Vitamin D is a powerhouse nutrient that performs a range of important jobs in our bodies, from helping us absorb the calcium we need for healthy bones, to supporting our immune system.
Often dubbed the sunshine vitamin, due to our bodies’ ability to absorb vitamin D from UV-B rays, vitamin D is an essential component in our health and well-being.
What is Vitamin D?
Vitamin D is a hormone produced by our kidneys. It exists in two forms, vitamin D2, which is found in many foods, and vitamin D3, which is formed when our skin is exposed to the sun.
Why is Vitamin D important?
Because vitamin D is utilised in so many functions of our immune, digestive, circulatory and nervous systems, it’s ultra important that we maintain adequate levels – aka 5-10 micrograms or 200-400 IU per day.

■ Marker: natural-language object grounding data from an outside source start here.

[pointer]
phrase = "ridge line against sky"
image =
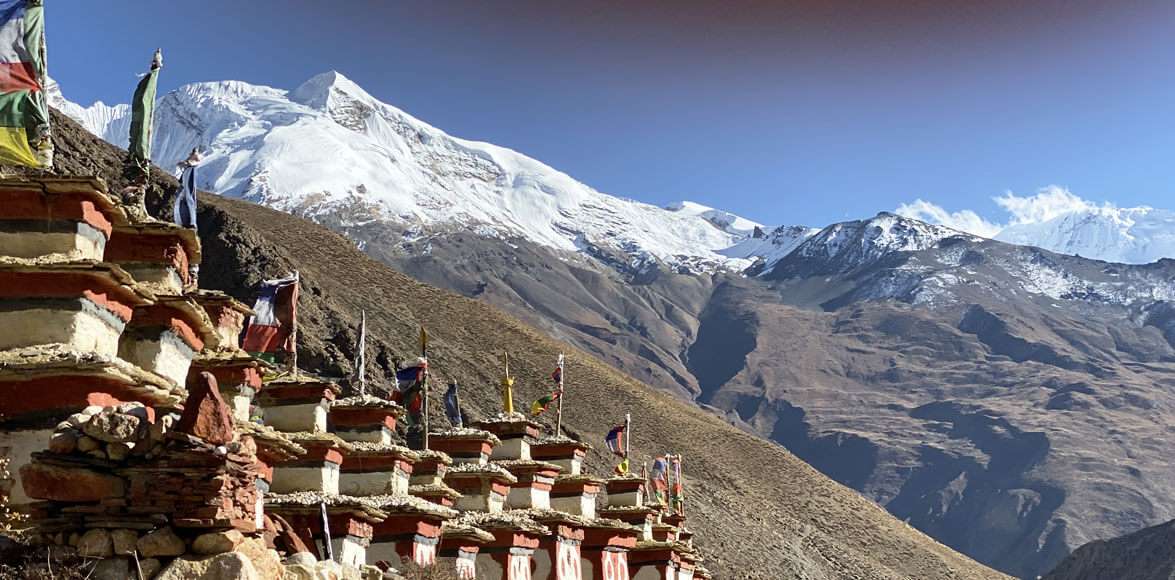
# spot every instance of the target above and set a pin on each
(758, 109)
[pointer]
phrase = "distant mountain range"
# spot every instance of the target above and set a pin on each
(1007, 399)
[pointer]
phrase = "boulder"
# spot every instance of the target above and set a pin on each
(87, 444)
(206, 416)
(227, 566)
(287, 540)
(300, 572)
(113, 427)
(118, 451)
(149, 567)
(112, 568)
(95, 544)
(56, 483)
(216, 543)
(266, 561)
(161, 543)
(301, 559)
(64, 442)
(125, 541)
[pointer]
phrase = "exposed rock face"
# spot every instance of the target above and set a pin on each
(227, 566)
(59, 483)
(160, 544)
(206, 416)
(1142, 555)
(216, 543)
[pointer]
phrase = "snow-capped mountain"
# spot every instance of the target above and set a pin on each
(1126, 235)
(330, 150)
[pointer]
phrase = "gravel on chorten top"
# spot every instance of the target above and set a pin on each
(207, 296)
(514, 519)
(503, 417)
(483, 469)
(364, 400)
(269, 435)
(402, 503)
(441, 456)
(303, 378)
(456, 528)
(230, 356)
(306, 437)
(526, 463)
(583, 478)
(375, 449)
(542, 516)
(54, 358)
(677, 546)
(434, 490)
(308, 499)
(467, 433)
(557, 439)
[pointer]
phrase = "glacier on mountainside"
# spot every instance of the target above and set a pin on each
(328, 148)
(1126, 235)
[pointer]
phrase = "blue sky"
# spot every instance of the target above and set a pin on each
(781, 112)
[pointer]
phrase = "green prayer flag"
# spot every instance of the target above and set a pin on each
(142, 112)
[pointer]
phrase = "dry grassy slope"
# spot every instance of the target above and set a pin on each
(758, 511)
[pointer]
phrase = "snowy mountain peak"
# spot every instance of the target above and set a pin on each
(324, 89)
(722, 220)
(1129, 235)
(845, 245)
(333, 153)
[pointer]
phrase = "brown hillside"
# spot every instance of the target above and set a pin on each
(758, 511)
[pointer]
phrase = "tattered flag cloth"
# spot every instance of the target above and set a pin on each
(660, 473)
(273, 319)
(358, 377)
(678, 491)
(142, 112)
(615, 440)
(544, 402)
(24, 110)
(451, 407)
(623, 467)
(409, 383)
(183, 213)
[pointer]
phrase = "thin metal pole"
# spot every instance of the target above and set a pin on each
(297, 288)
(508, 388)
(558, 410)
(326, 531)
(628, 433)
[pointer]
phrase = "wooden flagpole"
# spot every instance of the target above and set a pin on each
(424, 355)
(558, 416)
(507, 386)
(628, 435)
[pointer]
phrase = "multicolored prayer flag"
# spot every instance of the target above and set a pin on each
(622, 469)
(24, 108)
(615, 440)
(274, 317)
(451, 406)
(660, 473)
(183, 213)
(409, 388)
(544, 402)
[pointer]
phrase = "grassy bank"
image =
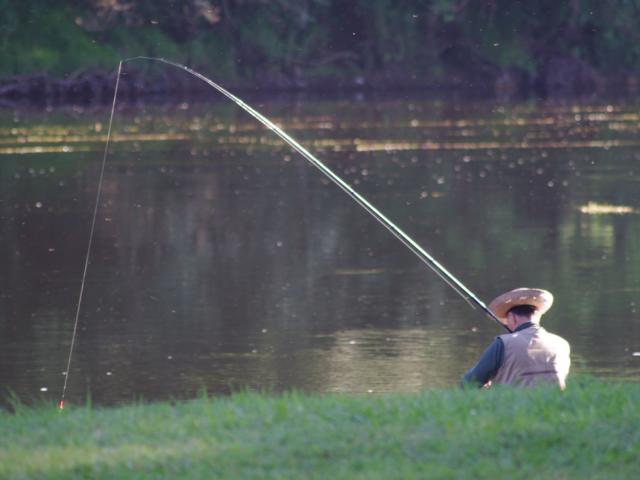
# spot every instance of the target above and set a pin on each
(589, 431)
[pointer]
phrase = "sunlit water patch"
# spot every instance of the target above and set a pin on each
(223, 261)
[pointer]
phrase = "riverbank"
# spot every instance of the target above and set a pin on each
(54, 52)
(589, 431)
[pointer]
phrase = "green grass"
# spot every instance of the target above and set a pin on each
(590, 431)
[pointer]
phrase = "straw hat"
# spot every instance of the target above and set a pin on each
(540, 299)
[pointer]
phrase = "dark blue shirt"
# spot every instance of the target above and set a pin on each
(489, 363)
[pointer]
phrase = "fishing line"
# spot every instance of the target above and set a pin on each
(406, 240)
(91, 232)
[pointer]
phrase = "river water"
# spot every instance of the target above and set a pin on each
(223, 261)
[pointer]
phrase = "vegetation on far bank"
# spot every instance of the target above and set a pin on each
(328, 43)
(589, 431)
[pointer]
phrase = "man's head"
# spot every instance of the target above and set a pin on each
(516, 316)
(521, 305)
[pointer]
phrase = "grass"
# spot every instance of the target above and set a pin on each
(590, 431)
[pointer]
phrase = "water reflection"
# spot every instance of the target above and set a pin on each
(223, 261)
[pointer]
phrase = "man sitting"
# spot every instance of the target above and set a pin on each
(527, 356)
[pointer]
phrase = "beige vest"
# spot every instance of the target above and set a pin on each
(534, 355)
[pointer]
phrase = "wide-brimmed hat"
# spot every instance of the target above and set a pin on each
(541, 300)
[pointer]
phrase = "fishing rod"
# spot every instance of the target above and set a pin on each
(411, 244)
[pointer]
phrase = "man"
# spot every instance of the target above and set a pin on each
(529, 354)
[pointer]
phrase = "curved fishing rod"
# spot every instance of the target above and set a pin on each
(411, 244)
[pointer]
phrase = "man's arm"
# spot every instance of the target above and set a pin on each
(487, 367)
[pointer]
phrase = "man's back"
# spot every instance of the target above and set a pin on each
(534, 355)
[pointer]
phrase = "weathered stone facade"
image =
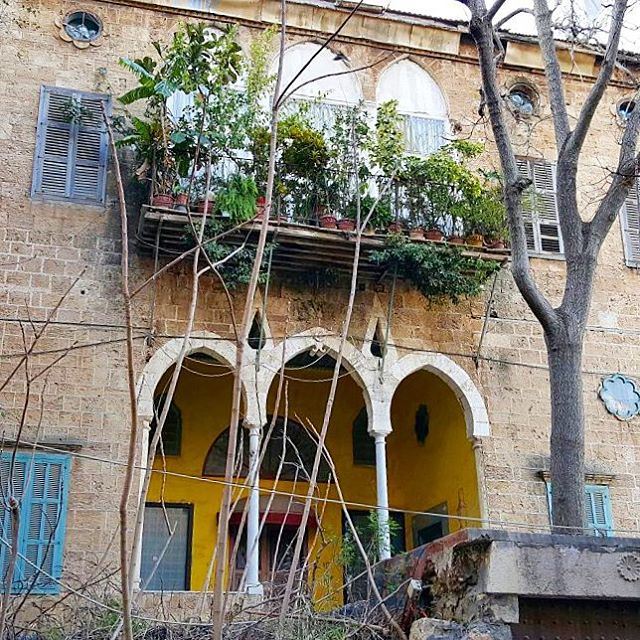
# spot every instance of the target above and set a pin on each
(83, 398)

Research conducted by the Australian Bureau of Statistics suggests as many as 1 in 4 Australians are deficient in vitamin D. Long-term, this can cause numerous health issues resulting from a loss of bone density, weakened immune system and muscle deficiency.
There are many simple ways to boost your vitamin D levels. Here are 5 of the most common ways:
- Spend time in the sun
The best source of vitamin D is free – sunshine! When UV-B rays from the sun hit our skin, it kicks off an internal process that activates Vitamin D, and makes it available for our bodies to use.
Importantly, our bodies can get all the vitamin D we need in just 10-15 minutes. But be sure to expose your skin safely and avoid spending long periods in the sun without protection.
- Buy a UV lamp
If you live in a place with long periods of no sunlight, you can invest in a UV lamp. These readily available items enhance your vitamin D levels by emitting UV-B radiation. However, be sure to follow usage guidelines, as these generally limit the time of exposure per day.
- Eat oily fish and seafood
In addition to being some of the richest natural vitamin D sources, a lot of seafood and fatty fish have the added bonus of containing heart-healthy Omega-3 fatty acids. By adding items like canned tuna, salmon, oysters and anchovies to your weekly shop, you can give your vitamin D levels a natural hit.
- Explore other Vitamin D rich foods
Many other foods are fortified with vitamin D during the preparation process. Cow and plant-based milks, cereals and yoghurt are examples of foods fortified with vitamin D. Whilst further natural sources are found in egg yolks and mushrooms.
- Take a supplement
Your vitamin D levels can be enhanced by taking a regular supplement like the Faulding® Vitamin D 1000IU. And remember, it’s worth investing in a good quality brand when choosing the best supplement to support your long-term well-being.
As always, be sure to check in with your healthcare provider if you think you may be Vitamin D deficient – and enjoy the sunshine!